E dove si afferma che alcuni passaggi del libro di Manlio Dinucci «La guerra – E’ in gioco la nostra vita», sono stati «citati da Putin nel discorso del 9 maggio», appuriamo facilmente, leggendo la traduzione integrale del discorso disponibile a chiunque online, come tutto ciò non sia mai avvenuto. Il meglio, però, è riservato a Giorgio Bianchi, che secondo il trio Servizi-Sarzanini-Guerzoni fa «attivismo politico-propagandistico filorusso», dimenticandosi di specificare un singolo elemento di prova a sostegno di questa come di ogni altra «sentenza virgolettata», arrivando ad attribuirgli la «gestione del canale Telegram Giubbe Rosse» col quale, manco a dirlo, Bianchi non ha nulla a che vedere, accontentandosi di gestire il proprio canale personale «Giorgio Bianchi Photojournalist» per la bellezza di 116mila e più isritti in costante crescita. All’incirca le vendite mensili del fu Corriere della Sera, il quale può disporre di mezzi e liquidità pressoché illimitati. 

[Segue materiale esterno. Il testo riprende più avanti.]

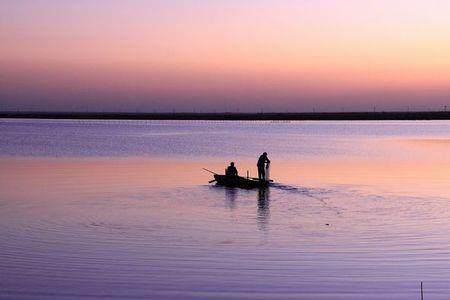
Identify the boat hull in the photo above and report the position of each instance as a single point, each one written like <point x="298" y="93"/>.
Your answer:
<point x="240" y="182"/>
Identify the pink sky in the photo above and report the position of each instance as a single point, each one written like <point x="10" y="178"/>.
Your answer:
<point x="224" y="55"/>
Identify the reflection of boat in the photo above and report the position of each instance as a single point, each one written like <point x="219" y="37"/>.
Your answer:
<point x="240" y="182"/>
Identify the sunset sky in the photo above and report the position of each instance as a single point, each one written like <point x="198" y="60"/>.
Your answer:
<point x="224" y="55"/>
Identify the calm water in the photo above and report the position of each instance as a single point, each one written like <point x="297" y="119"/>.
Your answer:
<point x="123" y="210"/>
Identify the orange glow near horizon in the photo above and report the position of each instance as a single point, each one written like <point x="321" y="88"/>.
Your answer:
<point x="332" y="53"/>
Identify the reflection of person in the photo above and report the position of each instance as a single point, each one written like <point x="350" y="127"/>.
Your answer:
<point x="263" y="208"/>
<point x="261" y="166"/>
<point x="231" y="170"/>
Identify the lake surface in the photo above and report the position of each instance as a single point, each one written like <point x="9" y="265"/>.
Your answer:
<point x="123" y="210"/>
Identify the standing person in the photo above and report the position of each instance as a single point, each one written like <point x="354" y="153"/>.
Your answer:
<point x="262" y="166"/>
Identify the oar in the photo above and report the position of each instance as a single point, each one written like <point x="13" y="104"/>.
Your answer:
<point x="258" y="179"/>
<point x="210" y="171"/>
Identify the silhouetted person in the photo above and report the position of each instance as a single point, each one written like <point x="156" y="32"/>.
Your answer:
<point x="262" y="166"/>
<point x="231" y="170"/>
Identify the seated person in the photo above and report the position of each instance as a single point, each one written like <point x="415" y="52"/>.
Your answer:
<point x="231" y="170"/>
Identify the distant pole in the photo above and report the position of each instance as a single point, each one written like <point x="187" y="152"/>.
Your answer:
<point x="421" y="290"/>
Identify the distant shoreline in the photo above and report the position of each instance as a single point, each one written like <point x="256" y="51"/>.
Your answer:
<point x="318" y="116"/>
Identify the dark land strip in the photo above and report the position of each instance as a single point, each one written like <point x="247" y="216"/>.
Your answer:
<point x="318" y="116"/>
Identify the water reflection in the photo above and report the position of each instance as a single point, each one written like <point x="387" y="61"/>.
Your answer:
<point x="231" y="194"/>
<point x="263" y="208"/>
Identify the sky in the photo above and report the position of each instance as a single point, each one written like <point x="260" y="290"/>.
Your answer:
<point x="224" y="55"/>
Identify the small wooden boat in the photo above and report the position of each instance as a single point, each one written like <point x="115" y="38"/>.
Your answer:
<point x="240" y="182"/>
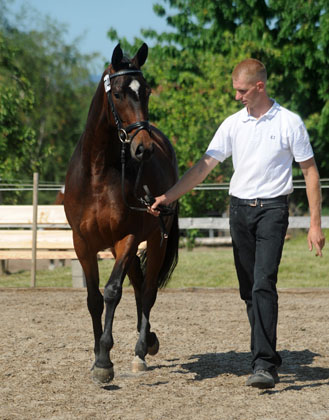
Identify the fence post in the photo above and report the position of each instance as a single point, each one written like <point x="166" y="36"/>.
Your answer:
<point x="78" y="276"/>
<point x="34" y="229"/>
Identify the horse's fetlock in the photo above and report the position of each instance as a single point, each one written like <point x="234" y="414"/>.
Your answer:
<point x="112" y="293"/>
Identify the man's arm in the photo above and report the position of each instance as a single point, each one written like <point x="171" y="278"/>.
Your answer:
<point x="313" y="191"/>
<point x="189" y="180"/>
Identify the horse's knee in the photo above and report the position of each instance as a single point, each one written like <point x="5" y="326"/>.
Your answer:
<point x="112" y="292"/>
<point x="95" y="304"/>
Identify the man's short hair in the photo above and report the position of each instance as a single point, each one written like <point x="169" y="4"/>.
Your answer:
<point x="254" y="71"/>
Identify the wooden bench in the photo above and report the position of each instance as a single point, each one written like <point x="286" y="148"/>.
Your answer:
<point x="54" y="236"/>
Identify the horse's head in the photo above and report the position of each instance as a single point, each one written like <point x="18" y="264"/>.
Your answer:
<point x="128" y="96"/>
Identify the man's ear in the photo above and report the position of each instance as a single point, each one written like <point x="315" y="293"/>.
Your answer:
<point x="260" y="86"/>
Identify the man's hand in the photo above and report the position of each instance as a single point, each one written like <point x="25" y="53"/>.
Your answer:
<point x="316" y="238"/>
<point x="162" y="199"/>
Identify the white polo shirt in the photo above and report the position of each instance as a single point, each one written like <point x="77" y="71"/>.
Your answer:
<point x="262" y="151"/>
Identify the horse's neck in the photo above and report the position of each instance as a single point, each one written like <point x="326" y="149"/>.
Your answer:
<point x="100" y="145"/>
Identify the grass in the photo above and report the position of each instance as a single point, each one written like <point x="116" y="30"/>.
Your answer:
<point x="205" y="267"/>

Se la propaganda dà luogo a eventi avversi, questi si manifestano nell’inesorabile declino dell’informazione su carta stampata che coinvolge i quotidiani storici di questo paese, attaccati alla macchina dei finanziamenti governativi e privati nello straziante tentativo di ritardare una fine già sentenziata dall’indifferenza dei lettori. E se due indizi fanno una prova: esiste correlazione.

Alla luce di questi e di molti altri fatti la cui memoria resterà impressa nelle coscienze di milioni di persone, emerge implacabile la percezione di cosa è giusto e di cosa è sbagliato. Lo smarrimento di un popolo tradito è il primo viatico per l’emancipazione di quello stesso popolo dalle proprie fragilità costitutive, prima fra tutte la soggezione di autorità prive di qualunque autorevolezza. Autorità nominali e senza virtù, che quando parlano fanno rumore.